CelebrationCulture

When Children Rehearse in Cusco, It Is Much More than Dance

Cusco’s main square beats to the sound of rhythmic flutes and drums. All day long, it seems, one group or another—a couple of quena players and a drummer—play while children dance. These rehearsals do not just take place in the city’s center, they happen where ever there is a school or a public space.

Beginning Thursday, Cusco’s center will be the stage, every day, for one set or another of Cusqueños to show off their collective prowess as interpreters of traditional dance and to show their place as part of the array of groups that make up Cusco, the city, and the region.

Children start learning to perform the steps and emote to the rhythms very early. While they may learn in their homes watching family members practice steps or try on typical costumes, they definitely learn once they begin attending daycare or kindergarten. 

Children rehearsing in the Plaza de Armas (David Knowlton)
Children rehearsing in the Plaza de Armas (David Knowlton)

These are the little children that have been working their steps, some haltingly and others more adroitly, to a drum and quena, traditional flute.

These children grow up in a city where the mall, with its focus on meeting individual dreams has become central, and reggaeton and English hip-hop on the radio.  They all celebrate individual accomplishment and love, the ostensible apotheosis of the self in another.

Yet, in these rehearsals that tire them, they learn something else. They attune their bodies and selves to the notion of an identity for their city as something much more than an agglomeration of individuals. 

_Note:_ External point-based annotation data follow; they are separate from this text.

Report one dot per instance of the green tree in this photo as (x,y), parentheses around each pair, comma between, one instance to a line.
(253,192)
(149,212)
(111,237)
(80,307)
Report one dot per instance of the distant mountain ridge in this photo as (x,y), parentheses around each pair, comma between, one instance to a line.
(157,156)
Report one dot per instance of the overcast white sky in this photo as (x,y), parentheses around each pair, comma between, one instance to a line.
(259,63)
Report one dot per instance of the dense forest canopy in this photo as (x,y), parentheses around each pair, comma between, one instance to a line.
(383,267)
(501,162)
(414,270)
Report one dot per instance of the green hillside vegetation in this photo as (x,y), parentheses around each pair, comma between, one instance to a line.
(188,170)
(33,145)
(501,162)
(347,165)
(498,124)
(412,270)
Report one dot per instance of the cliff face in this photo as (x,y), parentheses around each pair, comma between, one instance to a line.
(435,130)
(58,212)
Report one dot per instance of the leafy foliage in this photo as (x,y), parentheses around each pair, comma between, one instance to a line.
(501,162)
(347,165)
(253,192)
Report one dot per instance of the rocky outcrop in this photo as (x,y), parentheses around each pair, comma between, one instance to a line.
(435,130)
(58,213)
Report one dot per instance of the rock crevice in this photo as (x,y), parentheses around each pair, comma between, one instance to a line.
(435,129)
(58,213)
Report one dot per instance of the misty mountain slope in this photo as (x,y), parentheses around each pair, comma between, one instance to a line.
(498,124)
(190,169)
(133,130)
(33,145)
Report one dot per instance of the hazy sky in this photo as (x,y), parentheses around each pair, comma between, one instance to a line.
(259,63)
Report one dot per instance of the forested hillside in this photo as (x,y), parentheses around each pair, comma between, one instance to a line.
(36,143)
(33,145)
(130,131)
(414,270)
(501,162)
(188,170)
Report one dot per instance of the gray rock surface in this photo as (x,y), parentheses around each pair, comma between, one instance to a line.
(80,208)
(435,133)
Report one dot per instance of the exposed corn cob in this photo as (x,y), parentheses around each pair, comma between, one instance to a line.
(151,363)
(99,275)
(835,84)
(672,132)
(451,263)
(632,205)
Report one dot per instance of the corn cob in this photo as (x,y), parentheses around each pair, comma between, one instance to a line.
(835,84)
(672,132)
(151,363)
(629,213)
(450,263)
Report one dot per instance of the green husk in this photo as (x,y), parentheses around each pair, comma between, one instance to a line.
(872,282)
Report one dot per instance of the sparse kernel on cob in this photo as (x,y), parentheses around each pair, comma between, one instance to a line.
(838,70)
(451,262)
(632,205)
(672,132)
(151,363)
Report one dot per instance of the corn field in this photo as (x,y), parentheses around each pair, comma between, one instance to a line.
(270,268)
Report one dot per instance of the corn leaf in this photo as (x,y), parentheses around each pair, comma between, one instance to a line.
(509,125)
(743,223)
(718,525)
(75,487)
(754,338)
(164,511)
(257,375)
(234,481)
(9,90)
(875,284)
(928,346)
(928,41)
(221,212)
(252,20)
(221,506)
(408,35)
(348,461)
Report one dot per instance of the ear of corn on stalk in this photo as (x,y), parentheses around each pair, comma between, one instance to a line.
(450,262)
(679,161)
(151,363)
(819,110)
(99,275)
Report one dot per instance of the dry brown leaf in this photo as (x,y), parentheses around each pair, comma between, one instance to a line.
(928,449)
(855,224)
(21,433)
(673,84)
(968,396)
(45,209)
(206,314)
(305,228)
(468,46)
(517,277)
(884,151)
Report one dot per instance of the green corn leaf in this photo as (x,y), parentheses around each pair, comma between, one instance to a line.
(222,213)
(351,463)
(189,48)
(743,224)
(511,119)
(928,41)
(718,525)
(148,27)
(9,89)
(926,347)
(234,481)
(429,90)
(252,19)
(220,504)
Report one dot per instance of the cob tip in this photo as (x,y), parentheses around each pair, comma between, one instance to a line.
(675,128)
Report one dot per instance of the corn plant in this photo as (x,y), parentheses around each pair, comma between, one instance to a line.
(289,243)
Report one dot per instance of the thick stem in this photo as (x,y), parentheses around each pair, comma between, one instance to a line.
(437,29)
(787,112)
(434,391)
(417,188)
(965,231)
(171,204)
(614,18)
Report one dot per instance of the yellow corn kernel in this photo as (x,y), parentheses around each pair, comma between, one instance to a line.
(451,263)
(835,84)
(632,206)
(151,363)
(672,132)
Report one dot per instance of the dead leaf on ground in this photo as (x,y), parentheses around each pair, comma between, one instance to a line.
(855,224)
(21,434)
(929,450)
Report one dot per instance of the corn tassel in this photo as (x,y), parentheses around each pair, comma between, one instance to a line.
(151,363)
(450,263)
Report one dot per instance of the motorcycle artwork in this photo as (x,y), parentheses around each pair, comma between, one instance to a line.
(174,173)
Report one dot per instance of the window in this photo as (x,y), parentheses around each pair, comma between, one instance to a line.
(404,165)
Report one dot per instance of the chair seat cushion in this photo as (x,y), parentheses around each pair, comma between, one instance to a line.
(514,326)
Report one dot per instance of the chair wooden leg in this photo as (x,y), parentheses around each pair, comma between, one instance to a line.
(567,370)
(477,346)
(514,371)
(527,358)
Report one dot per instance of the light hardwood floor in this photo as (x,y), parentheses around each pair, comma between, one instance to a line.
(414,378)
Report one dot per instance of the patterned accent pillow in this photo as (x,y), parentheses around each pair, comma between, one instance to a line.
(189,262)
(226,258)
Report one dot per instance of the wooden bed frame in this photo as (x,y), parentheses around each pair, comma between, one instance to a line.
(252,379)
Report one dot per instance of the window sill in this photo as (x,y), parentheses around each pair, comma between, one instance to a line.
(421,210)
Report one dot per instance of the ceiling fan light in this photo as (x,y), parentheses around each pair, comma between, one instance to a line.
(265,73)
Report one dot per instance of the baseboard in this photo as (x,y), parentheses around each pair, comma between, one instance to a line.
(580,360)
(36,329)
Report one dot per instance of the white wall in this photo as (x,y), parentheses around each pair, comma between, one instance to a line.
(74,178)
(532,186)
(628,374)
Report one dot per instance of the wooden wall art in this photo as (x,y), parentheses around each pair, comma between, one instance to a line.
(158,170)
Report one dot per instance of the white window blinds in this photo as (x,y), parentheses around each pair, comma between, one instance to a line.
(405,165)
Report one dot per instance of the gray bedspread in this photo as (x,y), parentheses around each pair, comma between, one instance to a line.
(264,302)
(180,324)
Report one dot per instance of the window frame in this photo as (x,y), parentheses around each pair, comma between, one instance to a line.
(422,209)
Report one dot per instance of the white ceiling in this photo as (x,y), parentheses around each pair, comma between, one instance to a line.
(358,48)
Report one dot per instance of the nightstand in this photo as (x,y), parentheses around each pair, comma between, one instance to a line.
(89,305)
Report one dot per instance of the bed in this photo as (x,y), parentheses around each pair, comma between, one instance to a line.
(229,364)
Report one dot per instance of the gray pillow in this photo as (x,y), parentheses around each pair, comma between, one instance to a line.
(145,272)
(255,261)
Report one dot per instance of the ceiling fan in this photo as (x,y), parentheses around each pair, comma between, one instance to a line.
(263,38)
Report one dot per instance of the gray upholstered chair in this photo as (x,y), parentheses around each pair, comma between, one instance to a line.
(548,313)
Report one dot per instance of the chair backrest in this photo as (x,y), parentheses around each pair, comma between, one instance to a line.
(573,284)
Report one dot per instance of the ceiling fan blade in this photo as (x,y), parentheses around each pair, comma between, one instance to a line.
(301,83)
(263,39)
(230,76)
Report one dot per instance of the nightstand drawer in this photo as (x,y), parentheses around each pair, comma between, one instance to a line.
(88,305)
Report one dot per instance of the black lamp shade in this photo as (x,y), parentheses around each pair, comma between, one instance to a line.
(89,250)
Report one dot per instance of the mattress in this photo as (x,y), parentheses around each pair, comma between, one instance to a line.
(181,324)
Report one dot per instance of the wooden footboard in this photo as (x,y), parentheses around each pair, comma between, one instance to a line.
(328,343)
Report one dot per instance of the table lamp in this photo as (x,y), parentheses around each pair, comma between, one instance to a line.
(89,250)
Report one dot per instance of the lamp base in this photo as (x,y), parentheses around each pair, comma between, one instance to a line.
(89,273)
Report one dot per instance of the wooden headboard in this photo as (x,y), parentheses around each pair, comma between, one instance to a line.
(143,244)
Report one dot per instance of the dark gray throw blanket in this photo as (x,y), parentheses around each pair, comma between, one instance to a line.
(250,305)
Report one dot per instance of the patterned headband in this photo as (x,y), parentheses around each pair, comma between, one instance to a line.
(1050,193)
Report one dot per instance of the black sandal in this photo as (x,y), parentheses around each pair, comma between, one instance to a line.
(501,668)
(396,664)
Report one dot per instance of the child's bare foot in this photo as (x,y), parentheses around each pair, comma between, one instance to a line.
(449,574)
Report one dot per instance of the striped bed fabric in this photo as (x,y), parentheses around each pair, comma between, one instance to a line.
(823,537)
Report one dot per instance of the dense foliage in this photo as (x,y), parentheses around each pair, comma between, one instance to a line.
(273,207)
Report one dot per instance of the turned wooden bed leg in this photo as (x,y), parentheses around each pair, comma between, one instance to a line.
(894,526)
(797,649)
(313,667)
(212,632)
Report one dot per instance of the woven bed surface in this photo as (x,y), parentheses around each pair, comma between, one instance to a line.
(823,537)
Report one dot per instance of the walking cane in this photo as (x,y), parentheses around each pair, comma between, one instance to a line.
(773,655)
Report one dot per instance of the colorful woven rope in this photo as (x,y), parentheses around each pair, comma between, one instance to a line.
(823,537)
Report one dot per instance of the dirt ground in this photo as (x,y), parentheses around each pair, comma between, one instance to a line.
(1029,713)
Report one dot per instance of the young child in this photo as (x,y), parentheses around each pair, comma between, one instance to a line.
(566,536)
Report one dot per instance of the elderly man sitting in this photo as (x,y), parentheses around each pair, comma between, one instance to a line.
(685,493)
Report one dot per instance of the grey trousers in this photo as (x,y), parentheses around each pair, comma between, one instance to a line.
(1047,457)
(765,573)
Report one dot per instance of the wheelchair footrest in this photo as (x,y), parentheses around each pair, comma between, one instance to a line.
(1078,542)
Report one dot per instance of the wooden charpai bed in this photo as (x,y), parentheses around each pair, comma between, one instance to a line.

It is the “Imperial City”, the “Navel of the World” and they, even as little kids, bear a “millennial culture”. They are “Incas” and knowing how to perform typical dance proves it.

Besides learning these tokens and emblems of a collective culture deeply, in their limbs and lungs, they children also learn something else. They learn to dance uniformly, to make the same steps and turns to the pulses of the music. They perform in lines and as a collective body.

Sure, their families will be there watching them perform, and each mother will see in her child someone special. They will celebrate that their child started a public life in Cusco dancing around the plaza. Though this might seem individual, it is about connecting the child and their abilities and personality into the flow of groups that together make up this “great city”.  Being a Cusqueño is not a spectator sport nor a spectator culture, where you turn on the TV or Youtube and watch elites perform your culture for you. Instead, it requires your body, your heartbeat, and your actions in dance.

Children rehearsing in the Plaza de Armas (David Knowlton)
Children rehearsing in the Plaza de Armas (David Knowlton)

Individualism may be the game of the market economy, with a common, international set of dreams people can purchase and carry out, even if simply as a spectator, but in Cusco the local identity and culture is strong. It is about being more than an individual. It is about knowing the steps and choreography to dance together as a troupe. 

This togetherness and strong group identity, built into their muscles and bones, is what Cusco’s little children learn while trying to dance, getting corrected, and having back at it all the while the flute and drum play. Thursday, they will dance around the plaza before judges and the city.